Organspende: Leben mit einer fremden Lunge

Vor sieben Jahren wurde Kerstin Klee durch eine Organspende das Leben gerettet.

Wuppertal. Kerstin Klee weiß, dass sie einem fremden Menschen viel zu verdanken hat. Einem Menschen, der wollte, dass nach seinem Tod ein anderes Leben gerettet wird. Ohne die Lungentransplantation am 12. November 2001 - ein Datum, das sie nie vergessen wird - würde sie heute nicht mehr leben.

Sich an ihre Krankheitsgeschichte zu erinnern, fällt Kerstin Klee nicht schwer. "Es ist ja nicht das erste Mal, dass ich darüber spreche", erklärt sich die 40-Jährige. Mit einem Jahr stellen die Ärzte bei der Wuppertalerin die schockierende Diagnose: Mukoviszidose. Doch erst im Alter von 19 Jahren bemerkt sie, dass ihre Lunge mit ihrem sportlichen Lebensstil nicht mehr Schritt halten kann. "Ich bekam Probleme mit der Atmung, japste bereits nach ein paar Treppenstufen nach Luft", erinnert sich Klee.
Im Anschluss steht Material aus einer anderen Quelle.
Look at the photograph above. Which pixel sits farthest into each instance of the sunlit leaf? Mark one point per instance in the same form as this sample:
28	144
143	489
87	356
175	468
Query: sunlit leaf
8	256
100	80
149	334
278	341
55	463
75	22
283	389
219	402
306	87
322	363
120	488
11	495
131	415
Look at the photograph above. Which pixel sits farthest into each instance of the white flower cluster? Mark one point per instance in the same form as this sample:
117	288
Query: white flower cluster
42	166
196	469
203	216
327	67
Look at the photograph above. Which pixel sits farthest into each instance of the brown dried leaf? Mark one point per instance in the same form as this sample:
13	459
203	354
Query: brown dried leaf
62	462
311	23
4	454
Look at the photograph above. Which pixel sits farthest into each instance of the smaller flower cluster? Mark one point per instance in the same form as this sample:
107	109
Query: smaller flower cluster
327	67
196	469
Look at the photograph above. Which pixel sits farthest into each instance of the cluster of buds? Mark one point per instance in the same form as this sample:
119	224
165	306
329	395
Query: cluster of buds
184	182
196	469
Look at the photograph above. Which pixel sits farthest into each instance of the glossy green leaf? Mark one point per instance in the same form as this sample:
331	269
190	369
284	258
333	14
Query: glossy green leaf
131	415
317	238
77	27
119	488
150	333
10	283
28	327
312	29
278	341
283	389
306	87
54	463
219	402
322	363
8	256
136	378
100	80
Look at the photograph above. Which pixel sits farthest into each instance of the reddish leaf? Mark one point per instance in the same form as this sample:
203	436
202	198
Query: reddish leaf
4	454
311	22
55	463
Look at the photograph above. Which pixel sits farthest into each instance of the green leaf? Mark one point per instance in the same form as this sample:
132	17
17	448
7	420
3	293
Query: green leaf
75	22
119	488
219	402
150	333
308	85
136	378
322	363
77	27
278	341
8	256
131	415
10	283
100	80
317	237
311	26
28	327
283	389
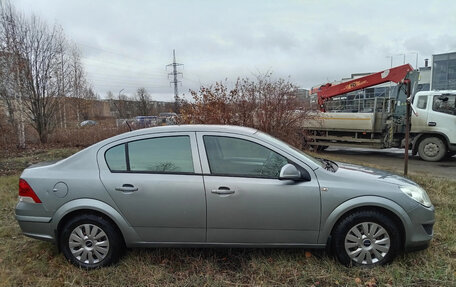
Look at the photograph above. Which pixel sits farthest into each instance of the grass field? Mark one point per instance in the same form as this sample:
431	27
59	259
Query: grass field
28	262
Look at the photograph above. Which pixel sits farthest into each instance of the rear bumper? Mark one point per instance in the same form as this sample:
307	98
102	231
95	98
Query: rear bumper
37	229
38	225
420	231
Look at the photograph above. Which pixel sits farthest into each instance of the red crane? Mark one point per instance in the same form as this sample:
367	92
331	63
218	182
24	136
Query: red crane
396	75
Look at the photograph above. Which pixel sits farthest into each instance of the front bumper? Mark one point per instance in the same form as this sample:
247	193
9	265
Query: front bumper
420	230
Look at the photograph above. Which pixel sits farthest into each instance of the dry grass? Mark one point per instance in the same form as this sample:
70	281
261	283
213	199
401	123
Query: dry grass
28	262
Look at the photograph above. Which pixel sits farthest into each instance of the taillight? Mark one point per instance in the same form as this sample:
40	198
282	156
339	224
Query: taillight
26	192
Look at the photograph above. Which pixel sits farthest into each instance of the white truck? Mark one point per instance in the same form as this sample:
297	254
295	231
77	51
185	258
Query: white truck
379	122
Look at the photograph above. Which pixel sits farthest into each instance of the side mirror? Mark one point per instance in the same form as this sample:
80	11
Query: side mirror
290	172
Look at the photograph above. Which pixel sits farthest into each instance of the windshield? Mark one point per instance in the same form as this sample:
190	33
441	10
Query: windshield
284	145
445	103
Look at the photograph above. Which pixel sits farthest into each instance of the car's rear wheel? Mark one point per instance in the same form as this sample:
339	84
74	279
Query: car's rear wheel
90	241
366	238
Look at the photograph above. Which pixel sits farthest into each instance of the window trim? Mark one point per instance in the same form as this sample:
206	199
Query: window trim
127	157
240	175
433	102
425	104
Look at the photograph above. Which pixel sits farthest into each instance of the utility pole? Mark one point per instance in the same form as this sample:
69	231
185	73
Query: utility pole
175	80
Über die folgenden zehn Jahre hinweg verschlechtert sich ihr Gesundheitszustand stetig, bis es im Jahr 1999 dann zum großen Einbruch kommt: Es ist ein Samstag, an dem die junge Frau aus Luftnot eine Panik-Attacke bekommt und ins Krankenhaus gebracht wird. "Ich wurde 24 Stunden mit Sauerstoff versorgt und bekam einen Tank mit nach Hause, ohne den ich es gerade mal unter die Dusche schaffte." Der Sauerstoffschlauch wird zu Klees täglichem Begleiter. "Aber es ging mir viel besser, ich fühlte mich gut, war nicht mehr so müde", sagt Klee.

Umso unvorbereiteter trifft sie die Aussage ihres Arztes: "Wenn es so weiter geht, gebe ich Ihnen nicht mehr als fünf Jahre zu leben." Zunächst kann sich die technische Zeichnerin nicht mit dem Gedanken anfreunden, tatsächlich über eine Lungentransplantation nachzudenken. Doch die tägliche Therapie, Inhalationen und Atemübungen nehmen immer mehr Zeit in Anspruch, die wenigen Stunden am Tag, in denen sie sich "frei fühlen kann", werden immer weniger. "Ich habe dann über die Frage meines Arztes nachgedacht, ob ich mein Leben noch als lebenswert erachte - und ich entschied mich für ein Nein."

Im Jahr 2000 lässt sich Klee auf die Warteliste für ein Spenderorgan setzen. Ihr Gesundheitszustand verschlechtert sich, die Ärzte entscheiden, dass sie auf die Dringlichkeitsliste kommt und im Deutschen Herzzentrum in Berlin auf das Organ warten kann. Zuspruch und Trost findet sie bei ihrem Ehemann Michael und ihren Eltern, die in "Wechselschichten" an ihrem Bett stehen.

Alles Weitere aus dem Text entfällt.